Tuesday, January 18, 2005

Tuesday Tennis Update

It was cold this morning, but we dressed warmly and braved the 10 degree temperatures without difficulty. Armed with his restrung "A" tennis raquet, dormgrandpop managed to claw his way back into the win column.

The score
First Set Second Set
Dormgrandpop 1 6
The Dean 6 4

Not up to Australian Open standards, perhaps, but fiercely contested.

WAMU had an interesting and moving interview with Martin Luther King's eldest daughter last evening. In addition to discussing his carreer and a public person, she spoke of him as a father and family man, of father-daughter times they spent together and how he loved practical jokes. She also was candid about her feelings of inadequacy, for years, as she tried to live up to what she saw as public expectations about who she ought to be and how she ought to live her life. The complete interview should be available on the WAMU website.

One of my Anderson Hall neighbors, who is also an RA stopped me yesterday morning to ask "what do you actually do at AU". I realized that I need to do more to communicate that, perhaps. So here is a copy of my resume for anyone who might be interested. I am keeping to my practice of not using my name this this blog, but of course it is no secret to AU students and readily available to anyone else who seeks to find out.

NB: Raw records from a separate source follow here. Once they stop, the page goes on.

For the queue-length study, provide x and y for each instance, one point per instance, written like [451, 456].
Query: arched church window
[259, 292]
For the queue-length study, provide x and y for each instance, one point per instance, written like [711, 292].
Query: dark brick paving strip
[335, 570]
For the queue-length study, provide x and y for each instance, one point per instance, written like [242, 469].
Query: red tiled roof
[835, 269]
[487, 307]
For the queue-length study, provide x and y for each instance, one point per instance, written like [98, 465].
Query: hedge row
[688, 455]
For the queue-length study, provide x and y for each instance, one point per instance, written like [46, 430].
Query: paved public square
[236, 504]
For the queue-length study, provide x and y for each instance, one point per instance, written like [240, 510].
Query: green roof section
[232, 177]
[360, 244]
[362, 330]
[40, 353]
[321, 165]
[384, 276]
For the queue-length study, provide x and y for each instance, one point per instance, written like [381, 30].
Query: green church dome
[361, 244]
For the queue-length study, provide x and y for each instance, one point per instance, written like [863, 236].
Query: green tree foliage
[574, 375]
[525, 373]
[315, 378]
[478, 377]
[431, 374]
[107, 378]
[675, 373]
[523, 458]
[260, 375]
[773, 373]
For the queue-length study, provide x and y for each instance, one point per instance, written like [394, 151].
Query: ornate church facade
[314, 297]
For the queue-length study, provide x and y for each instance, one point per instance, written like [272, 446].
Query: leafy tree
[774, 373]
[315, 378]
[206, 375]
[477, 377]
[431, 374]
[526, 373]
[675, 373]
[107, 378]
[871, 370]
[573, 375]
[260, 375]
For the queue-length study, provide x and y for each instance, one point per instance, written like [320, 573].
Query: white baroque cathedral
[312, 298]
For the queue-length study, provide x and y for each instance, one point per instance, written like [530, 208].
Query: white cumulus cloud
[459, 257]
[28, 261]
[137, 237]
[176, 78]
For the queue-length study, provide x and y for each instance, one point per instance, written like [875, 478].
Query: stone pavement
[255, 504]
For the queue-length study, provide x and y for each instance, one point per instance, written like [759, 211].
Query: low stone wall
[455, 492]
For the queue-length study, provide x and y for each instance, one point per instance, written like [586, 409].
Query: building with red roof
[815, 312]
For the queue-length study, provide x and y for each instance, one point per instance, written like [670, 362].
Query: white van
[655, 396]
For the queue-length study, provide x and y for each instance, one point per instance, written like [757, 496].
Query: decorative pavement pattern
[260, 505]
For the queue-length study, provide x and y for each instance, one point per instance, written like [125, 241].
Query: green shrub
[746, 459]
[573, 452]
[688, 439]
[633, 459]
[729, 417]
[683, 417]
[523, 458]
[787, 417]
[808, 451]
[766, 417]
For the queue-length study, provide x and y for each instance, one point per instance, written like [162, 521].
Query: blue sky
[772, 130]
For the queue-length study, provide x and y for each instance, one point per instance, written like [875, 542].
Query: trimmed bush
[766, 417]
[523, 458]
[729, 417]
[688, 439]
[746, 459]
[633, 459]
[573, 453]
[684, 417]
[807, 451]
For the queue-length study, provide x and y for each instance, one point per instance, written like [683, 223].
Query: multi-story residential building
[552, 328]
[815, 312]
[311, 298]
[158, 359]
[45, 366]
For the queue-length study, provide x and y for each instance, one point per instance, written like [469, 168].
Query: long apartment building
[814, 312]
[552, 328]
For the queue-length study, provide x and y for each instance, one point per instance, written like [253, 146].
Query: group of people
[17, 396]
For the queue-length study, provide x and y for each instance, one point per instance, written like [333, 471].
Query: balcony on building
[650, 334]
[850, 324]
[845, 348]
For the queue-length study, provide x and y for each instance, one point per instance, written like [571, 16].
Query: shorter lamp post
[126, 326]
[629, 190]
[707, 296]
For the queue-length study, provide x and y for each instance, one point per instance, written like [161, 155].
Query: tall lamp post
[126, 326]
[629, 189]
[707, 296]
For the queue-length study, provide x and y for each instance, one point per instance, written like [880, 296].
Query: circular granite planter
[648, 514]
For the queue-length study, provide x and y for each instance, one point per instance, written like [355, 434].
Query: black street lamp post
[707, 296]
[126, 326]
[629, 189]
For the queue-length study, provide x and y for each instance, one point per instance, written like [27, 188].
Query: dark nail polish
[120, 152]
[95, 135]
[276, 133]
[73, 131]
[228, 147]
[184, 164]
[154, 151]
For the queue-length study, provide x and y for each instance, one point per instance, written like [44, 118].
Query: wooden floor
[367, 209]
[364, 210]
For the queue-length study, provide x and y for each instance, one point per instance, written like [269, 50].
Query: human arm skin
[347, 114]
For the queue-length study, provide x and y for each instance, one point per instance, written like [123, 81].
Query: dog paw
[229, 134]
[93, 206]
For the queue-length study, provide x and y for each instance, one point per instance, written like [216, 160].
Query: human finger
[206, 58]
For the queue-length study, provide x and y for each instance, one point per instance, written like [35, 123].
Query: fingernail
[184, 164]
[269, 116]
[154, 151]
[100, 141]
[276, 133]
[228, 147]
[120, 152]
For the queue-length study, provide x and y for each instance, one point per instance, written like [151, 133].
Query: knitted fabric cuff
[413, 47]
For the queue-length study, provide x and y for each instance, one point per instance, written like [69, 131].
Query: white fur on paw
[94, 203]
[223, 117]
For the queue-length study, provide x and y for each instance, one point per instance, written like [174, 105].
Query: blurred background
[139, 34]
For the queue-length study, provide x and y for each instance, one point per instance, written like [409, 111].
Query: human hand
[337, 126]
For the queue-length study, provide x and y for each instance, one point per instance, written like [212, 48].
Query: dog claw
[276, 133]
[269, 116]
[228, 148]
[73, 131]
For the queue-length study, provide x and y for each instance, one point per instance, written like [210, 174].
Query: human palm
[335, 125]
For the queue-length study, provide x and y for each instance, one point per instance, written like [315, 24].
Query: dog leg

Dormgrandpop’s One Page Resume

Dormgrandpop writes, lectures and consul­ts in the fields of applied systems analysis, and conflict/terrorism-international development linkages, with a particular emphasis on ethnic conflict. He is presently Director of American University’s Center for Teaching Excellence and Professor of International Development in the School of International Service. The Teaching Center provides both pedagogical and advanced technology support services to AU faculty and students. He recently completed a nine-year term as the School of International Service’s Director of Doctoral Studies. At American University, he also founded and directed the Social Science Computer Laboratory and served as Director of the Center for Technology and Administration, which offered degree programs in operations research, applied computer science and environmental management. In 1988 he was Visiting Professor of International Relations, Depart­ment of History and Political Science, University of Colombo, Sri Lanka. Previous­ly, he held teaching and/or research appoint­ments in the Departments of Systems Engineering, Systems Research Center and Department of Political Science, Case Western Reserve University and the System Dynam­ics Group, Sloan School of Management, M.I.T. As an active duty Naval Officer, he taught naval weapons and space technology at the University of Minnesota.

Dormgrandpop was an early contributor to field of global modeling, under the auspices of the Club of Rome, and played a major role in the global modeling "clearing house" activities organized by the Interna­tional Institute for Applied Systems Analysis. His publications on global modeling are widely regarded as definitive. In 1982, he was named by an internation­al committee of the Society for Computer Simula­tion as "one of the twenty most effective decision makers in the world."

Dormgrandpop is the author, co-author or editor of five books. Earlier works include Partners in Develop­ment (1969), Groping in the Dark: The First De­cade of Global Modeling (1982), Making it Happen: A Positive Guide to the Fu­ture (1982) and Ending Hunger: An Idea Whose Time has Come (1985). He was a contributor to the volume, Breakthrough: New Global Thinking (1988), published jointly in the United States and the U.S.S.R. His most recent book is Democratization in South Asia: The First Fifty Years (1998; co-edited with S.W.R.deA. Samarasinghe). He was an editorial board member for the Commemorative Volume, History and Politics – Millenial Perspectives: Essays in Honor of Kingsley de Silva (1999), to which he also contributed. He has also published numerous profession­al papers and research reports. He has served as referee for Futures, Futures Research Quarterly, World Development, International Studies Quarterly, International Negotiation and the Journal of Contemporary Ethnography. He is an editorial board member of Futures Research Quarterly, Ethnic Studies Report, The Journal of Peace Building and Development and also served on the Editorial Advisory Board of Futures for many years.

His current work focuses on the causes of political conflict in Global South nations and non-violent strate­gies for development. Recent publications on this subject have appeared in Futures, Ethnic Studies Report and as chapters in several edited volumes. In 1990, he was selected to deliver the quadrennial G.C. Mendis Memorial Lecture, commemo­rating the father of modern Sri Lankan historical studies. A forthcom­ing book, Paradise Poisoned: Learning about Conflict Terrorism and Development from Sri Lanka’s Civil Wars will be published by the International Centre for Ethnic Studies in early 2005.

Dormgrandpop is a member of professional associations concerned with futures research, political science, international development and ethnic conflict. He has held board or advisory council member­ships with several such organizations including The Hunger Project, Carrying Capacity and The US Association for the Club of Rome. He is a director of the Sri Lanka-based International Center for Ethnic Studies and an International Advisory Board member of the Colombo-based Center for Private Sector Development and the Pemberly International Study Center, also based in Sri Lanka. He has lectured, consulted and appeared on radio and televi­sion throughout the United States and in Europe, Asia, Latin America and the Middle East.